To the editor: The article only scratches the surface of the significant systemic obstacles in prosecuting police officers for misconduct or manslaughter. ("Police killing, beating of civilians raise issue of reasonable force," Nov. 16)
At the outset, the investigation is usually conducted by officers from the same department. The grand jury investigation is controlled by prosecutors who work closely with the department. In the rare occasion when the grand jury indicts, the trial is often transferred to a "safe" district.
The final nail in the coffin is that the jury is instructed that the "reasonableness" standard for the police officer's actions is not to be based on an objective standard, but a subjective one of whether the officer feared for his life.

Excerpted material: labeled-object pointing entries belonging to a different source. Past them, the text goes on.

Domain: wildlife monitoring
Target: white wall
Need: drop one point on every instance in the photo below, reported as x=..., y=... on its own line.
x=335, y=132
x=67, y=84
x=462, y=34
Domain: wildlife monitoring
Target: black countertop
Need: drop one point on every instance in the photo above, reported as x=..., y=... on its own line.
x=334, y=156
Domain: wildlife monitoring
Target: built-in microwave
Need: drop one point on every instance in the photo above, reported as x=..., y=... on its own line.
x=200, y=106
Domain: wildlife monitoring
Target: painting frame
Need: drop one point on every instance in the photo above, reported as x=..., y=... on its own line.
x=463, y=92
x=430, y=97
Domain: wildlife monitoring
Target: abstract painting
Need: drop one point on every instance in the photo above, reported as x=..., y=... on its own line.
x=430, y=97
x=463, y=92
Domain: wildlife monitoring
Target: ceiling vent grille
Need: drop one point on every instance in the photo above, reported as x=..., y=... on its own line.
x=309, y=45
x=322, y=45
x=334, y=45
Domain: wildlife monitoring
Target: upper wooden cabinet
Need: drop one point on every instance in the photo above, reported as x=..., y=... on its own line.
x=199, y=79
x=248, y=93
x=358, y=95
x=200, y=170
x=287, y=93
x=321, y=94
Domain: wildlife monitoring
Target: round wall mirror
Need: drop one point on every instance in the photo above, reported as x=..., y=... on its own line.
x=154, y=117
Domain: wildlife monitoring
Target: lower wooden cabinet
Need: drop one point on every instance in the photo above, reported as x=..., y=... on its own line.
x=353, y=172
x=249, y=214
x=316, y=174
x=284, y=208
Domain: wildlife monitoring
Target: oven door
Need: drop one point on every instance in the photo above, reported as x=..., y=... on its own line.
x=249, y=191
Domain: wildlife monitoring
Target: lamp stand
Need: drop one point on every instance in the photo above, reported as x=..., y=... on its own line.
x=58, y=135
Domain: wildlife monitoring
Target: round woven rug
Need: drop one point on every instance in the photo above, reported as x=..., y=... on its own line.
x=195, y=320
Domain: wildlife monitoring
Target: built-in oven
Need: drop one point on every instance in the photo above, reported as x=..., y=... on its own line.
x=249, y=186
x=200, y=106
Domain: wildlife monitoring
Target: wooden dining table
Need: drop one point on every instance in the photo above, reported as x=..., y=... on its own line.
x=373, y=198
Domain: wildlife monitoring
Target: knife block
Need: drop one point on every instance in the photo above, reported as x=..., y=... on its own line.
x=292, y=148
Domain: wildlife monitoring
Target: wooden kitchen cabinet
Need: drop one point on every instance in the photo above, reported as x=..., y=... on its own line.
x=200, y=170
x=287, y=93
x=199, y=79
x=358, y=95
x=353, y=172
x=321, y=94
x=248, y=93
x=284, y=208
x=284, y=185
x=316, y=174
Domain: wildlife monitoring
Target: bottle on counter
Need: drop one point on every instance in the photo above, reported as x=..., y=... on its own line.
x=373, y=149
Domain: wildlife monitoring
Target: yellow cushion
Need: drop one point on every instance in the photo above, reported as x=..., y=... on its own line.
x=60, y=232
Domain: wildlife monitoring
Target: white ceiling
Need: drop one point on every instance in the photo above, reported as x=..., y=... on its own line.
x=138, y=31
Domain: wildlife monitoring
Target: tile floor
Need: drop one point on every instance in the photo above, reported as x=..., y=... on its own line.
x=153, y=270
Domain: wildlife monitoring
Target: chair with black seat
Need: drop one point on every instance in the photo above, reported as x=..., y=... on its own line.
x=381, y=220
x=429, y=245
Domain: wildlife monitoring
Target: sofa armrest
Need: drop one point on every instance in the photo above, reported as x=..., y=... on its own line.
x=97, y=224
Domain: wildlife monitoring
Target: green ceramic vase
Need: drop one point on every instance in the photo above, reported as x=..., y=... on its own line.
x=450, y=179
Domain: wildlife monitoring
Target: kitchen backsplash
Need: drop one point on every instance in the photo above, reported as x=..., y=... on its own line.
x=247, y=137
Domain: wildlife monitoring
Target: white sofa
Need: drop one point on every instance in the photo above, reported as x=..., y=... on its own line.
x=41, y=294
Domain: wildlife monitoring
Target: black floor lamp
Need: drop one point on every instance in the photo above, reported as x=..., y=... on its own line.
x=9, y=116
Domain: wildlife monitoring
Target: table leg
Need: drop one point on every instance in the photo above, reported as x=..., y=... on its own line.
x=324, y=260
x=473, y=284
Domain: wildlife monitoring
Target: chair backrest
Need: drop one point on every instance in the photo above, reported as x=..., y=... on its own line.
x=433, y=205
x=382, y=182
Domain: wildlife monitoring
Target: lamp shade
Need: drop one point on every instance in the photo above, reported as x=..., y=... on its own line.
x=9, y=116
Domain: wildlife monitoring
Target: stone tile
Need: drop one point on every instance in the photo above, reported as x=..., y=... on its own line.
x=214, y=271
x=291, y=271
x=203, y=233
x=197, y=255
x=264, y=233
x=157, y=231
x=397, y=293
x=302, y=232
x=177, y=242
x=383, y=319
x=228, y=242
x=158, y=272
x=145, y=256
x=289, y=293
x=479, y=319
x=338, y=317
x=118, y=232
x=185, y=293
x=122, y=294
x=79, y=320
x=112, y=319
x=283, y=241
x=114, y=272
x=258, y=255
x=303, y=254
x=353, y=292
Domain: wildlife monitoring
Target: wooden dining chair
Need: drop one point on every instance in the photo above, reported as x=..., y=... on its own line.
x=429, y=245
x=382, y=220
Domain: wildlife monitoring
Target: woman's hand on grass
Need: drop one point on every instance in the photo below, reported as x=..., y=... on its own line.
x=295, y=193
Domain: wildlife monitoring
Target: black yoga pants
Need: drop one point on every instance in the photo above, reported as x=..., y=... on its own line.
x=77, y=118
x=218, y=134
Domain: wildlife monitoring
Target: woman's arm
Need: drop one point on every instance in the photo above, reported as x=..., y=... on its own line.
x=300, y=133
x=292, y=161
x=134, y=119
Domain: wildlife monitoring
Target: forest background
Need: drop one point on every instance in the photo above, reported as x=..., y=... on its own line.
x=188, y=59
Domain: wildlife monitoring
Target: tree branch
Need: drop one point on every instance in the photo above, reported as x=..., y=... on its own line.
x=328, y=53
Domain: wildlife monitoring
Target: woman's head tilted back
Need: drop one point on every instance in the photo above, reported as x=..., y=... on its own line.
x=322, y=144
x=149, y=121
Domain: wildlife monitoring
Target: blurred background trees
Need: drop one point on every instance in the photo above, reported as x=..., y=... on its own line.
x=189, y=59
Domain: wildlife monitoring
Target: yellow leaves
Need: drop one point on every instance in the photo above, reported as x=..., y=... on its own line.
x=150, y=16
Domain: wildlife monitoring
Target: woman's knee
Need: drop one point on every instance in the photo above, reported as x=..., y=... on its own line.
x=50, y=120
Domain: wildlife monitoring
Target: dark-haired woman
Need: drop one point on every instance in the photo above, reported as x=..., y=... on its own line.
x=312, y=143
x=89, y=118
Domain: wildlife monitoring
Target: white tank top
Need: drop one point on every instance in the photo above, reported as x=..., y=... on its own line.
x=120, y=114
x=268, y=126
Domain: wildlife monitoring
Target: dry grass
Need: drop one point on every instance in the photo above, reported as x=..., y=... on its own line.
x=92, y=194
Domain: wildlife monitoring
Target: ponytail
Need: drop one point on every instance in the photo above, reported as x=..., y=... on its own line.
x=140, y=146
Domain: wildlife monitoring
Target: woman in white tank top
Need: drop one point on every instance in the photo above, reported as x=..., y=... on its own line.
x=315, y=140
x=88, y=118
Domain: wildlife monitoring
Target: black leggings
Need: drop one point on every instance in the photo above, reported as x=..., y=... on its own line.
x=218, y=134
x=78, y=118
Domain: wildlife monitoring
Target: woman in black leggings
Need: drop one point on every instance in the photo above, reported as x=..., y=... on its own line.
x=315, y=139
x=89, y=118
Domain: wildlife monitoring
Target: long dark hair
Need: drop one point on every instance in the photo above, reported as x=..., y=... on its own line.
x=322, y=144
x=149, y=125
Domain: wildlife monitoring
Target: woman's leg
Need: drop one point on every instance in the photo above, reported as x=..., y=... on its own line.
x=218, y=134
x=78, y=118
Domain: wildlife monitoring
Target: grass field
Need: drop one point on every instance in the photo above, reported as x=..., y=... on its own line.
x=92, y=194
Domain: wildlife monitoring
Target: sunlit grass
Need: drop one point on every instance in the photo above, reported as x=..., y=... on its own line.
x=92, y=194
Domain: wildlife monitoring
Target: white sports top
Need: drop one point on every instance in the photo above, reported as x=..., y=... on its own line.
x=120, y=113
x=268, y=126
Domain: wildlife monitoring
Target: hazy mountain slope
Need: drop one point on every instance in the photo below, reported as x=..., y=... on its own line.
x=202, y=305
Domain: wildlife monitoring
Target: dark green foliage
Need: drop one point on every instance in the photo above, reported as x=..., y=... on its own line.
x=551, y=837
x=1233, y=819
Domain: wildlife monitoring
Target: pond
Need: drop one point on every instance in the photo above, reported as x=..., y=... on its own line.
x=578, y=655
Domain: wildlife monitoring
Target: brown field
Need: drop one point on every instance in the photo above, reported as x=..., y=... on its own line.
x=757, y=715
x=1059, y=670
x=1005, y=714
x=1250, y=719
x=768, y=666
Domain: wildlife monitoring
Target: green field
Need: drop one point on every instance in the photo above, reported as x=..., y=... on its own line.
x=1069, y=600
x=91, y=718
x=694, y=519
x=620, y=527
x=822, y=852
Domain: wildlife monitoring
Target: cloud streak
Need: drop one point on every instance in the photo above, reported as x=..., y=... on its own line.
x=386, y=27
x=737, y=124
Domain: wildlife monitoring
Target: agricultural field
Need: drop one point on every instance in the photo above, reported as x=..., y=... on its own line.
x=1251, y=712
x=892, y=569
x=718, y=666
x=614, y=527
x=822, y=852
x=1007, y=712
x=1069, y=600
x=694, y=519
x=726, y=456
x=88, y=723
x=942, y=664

Usually, if the officer testifies that he thought the decedent had a gun or reached into his waistband, the jury will acquit.
In the face of these difficulties, the few successful convictions for misconduct occur when the federal government indicts and prosecutes for a violation of the decedent's civil rights.
James Osborne, Los Angeles
The writer is an attorney.
To the editor: The two problems I see with officer-involved shootings are the lack of alternatives and the lack of meaningful training.
In the case of Michael Brown in Ferguson, Mo., even if you assume the worst about Brown, was lethal force the only choice? Wouldn't it have been better for the officer to step away and wait for backup?
And even if the officer was at some point genuinely in fear for his life, was he still terrified after he had shot Brown three times? What about after the fourth or fifth shot? Apparently he was, since Brown was shot six times. Where was his professional restraint?
Police officers must be expertly trained and then held to an even higher standard of behavior than civilians. Only then will the lethal use of force become what it should be: a rare occurrence.